Unfortunately, reinforcement AI is not so straightforward considering that success in any complex task only happens due to the sum of all actions. With that in mind, people must account for some required conditions that make reinforcement AI effective. For example, the system must deliver a concrete reward. But, different scenarios have different associated desirable actions.
Moreover, any system that uses reinforcement learning appropriately must account for every available variable in the environment. But, when people consider the undeniable complexity of many real-world problems, it’s easy to see how that could be an exceptionally time-consuming step to take.
When people strive towards the goal of Explainable AI, they need to remember that AI algorithms learn in more than one way. Additionally, reinforcement learning is particularly tricky because of all the variables at play. Sorting out all the specifics that describe why a reinforcement learning algorithm concluded something could be a prohibitively lengthy process.
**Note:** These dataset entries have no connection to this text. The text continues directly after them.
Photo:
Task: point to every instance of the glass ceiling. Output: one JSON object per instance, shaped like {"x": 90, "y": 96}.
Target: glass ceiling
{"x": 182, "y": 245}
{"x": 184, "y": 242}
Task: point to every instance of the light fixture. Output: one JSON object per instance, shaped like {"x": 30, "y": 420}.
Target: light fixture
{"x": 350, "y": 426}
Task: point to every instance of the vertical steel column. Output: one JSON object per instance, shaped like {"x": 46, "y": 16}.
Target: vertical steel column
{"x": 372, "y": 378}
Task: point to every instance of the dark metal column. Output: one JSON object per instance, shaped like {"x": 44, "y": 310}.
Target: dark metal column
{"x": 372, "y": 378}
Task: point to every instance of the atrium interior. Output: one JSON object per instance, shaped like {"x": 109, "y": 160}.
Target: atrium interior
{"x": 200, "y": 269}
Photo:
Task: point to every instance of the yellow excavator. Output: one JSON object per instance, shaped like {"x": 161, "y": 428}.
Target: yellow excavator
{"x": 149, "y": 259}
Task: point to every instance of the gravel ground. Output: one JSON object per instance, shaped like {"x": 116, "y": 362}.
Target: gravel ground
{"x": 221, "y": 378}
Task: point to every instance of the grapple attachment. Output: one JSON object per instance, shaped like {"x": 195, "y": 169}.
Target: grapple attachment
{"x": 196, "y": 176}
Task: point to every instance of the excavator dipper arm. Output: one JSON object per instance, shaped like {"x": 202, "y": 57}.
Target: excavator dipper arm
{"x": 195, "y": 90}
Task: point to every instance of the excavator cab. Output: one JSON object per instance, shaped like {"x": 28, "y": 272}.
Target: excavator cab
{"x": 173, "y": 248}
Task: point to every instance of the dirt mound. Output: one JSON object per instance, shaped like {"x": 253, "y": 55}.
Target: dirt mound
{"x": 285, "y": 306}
4. All-encompassing conversations about explainable AI should include an ethics component
When people talk about AI, ethical dilemmas often come into play. That’s especially likely to happen when using artificial intelligence for matters that could result in injury or death, such as to bolster a country’s defense forces. Even though AI machines may eventually be smarter than the people who created them, humans still have a responsibility to engineer AI-based machines that behave as ethically as possible.
Some people even argue that getting to the milestone of explainable AI means we hold machines to a higher standard than humans. After all, when people ask us to fully explain the decisions we make and how we arrived at them, such things are often impossible. Fleeting ideas and primal urges are two of the things that can cause people to carry out behaviors before they consciously realize the reasons behind them.
But, what makes a machine behave ethically versus non-ethically? Programming almost certainly comes into play, but it likely doesn’t tell the whole story. So, although making AI explain itself is crucial, there should also be a laser-sharp focus on making AI ethical — even in the days before explainability.
A Long road ahead
This list highlights some of the reasons why many people love engaging in discussions about explainable AI, but they often fall short in coming up with ideas for making it happen.
It’s nonetheless a valuable goal that will continue to remain a prominent quest as people progressively develop AI and achieve new things with it.